In the very first brush between the new way and tradition, school board members endorsed by the grass-roots Schenectady Citizens for Openness in Public Education took home their first small victories.

New Schenectady Board of Education member Ron Lindsay insisted that the public receive copies of the survey filled out by voters after last week’s budget vote.
The survey asked voters why they opposed or supported the budget.

Board President Maxine Brisport said she had planned to keep the survey secret until next week at the very least, because she hadn’t had enough time to read the results.

Lindsay said he didn’t mind waiting to discuss the results — but he insisted that the public get to look at the survey immediately.

“If you’re asking the public to do the survey, the public has a right to the result,” he said.

When Brisport disagreed, he told her that the new board members had been elected on a pledge of transparency.

“We’re trying to be more open,” he declared.

I got a copy of the survey that night, so I’d say he won that one.

Another SCOPE member, Andrew Chestnut, also fought for his campaign promises right away, coming out swinging on budgetary issues.

But he also took a step toward a seemingly minor promise of a group therapy session for district employees. Frankly, I was sure that one would end up on the “forgotten” list.

When Brisport said communication problems in the district are not real — just perception — he corrected her at once.

He told her that school employees told him they felt “inhibited” and afraid to report problems or complain.

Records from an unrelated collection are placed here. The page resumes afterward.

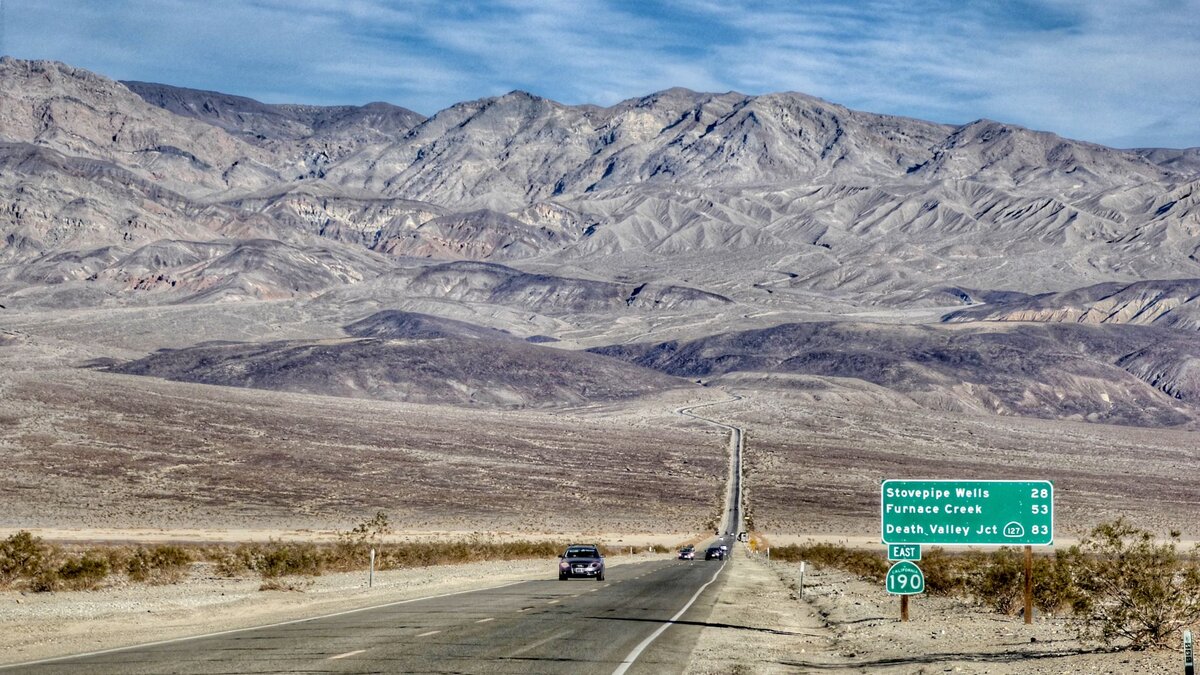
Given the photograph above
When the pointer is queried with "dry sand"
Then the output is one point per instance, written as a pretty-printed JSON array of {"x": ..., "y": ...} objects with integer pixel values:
[{"x": 846, "y": 625}]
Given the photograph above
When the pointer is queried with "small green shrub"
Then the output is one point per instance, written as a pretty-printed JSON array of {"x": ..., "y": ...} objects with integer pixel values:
[
  {"x": 83, "y": 573},
  {"x": 22, "y": 556},
  {"x": 285, "y": 560},
  {"x": 160, "y": 565},
  {"x": 1001, "y": 583},
  {"x": 1054, "y": 580},
  {"x": 1134, "y": 592}
]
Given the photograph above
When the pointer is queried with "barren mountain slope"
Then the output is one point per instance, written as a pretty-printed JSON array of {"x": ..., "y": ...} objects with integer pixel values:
[
  {"x": 427, "y": 370},
  {"x": 853, "y": 207},
  {"x": 83, "y": 114},
  {"x": 1167, "y": 303},
  {"x": 1123, "y": 375}
]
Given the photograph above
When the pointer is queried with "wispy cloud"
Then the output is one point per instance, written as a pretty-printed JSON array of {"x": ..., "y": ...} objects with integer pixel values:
[{"x": 1111, "y": 71}]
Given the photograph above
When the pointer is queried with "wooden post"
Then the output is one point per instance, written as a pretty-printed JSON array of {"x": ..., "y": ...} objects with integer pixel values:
[{"x": 1029, "y": 584}]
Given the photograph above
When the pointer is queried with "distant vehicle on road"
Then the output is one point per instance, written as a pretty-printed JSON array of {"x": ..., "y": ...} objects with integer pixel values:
[{"x": 581, "y": 560}]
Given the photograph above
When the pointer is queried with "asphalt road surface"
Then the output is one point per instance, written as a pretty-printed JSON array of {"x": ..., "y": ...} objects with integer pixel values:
[{"x": 541, "y": 626}]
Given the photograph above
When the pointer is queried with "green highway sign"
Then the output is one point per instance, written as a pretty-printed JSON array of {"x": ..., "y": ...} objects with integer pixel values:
[
  {"x": 905, "y": 579},
  {"x": 967, "y": 512},
  {"x": 904, "y": 551}
]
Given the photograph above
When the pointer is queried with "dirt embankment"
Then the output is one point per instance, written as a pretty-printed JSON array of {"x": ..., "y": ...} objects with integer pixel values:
[{"x": 845, "y": 625}]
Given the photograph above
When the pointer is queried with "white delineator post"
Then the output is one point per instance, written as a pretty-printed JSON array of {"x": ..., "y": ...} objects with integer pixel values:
[{"x": 1189, "y": 662}]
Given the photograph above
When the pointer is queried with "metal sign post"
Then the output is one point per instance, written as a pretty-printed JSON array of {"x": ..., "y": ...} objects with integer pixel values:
[
  {"x": 1029, "y": 584},
  {"x": 905, "y": 579}
]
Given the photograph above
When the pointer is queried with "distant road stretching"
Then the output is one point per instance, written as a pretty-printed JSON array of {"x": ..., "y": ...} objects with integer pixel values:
[{"x": 544, "y": 626}]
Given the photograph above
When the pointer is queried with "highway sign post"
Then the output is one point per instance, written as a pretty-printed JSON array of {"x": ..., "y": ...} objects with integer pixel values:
[
  {"x": 967, "y": 512},
  {"x": 904, "y": 551},
  {"x": 905, "y": 579}
]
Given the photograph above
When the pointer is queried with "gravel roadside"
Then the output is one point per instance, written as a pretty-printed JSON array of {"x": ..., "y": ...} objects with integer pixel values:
[{"x": 846, "y": 625}]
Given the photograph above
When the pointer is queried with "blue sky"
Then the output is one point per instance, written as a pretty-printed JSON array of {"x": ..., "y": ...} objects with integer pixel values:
[{"x": 1120, "y": 72}]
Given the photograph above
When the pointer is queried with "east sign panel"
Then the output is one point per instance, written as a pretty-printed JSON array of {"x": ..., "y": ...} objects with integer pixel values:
[{"x": 967, "y": 512}]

“The people I heard this from did not strike me as delusional,” he said pointedly.

And, he said, the problem won’t go away unless the board takes specific action — which he then outlined.

Among the necessary actions, he said, is a public session where employees can tell their stories while the school board listens. That would begin to heal their wounds, he said.

The culture might have to change, however, before employees will be willing to publicly complain and criticize their bosses.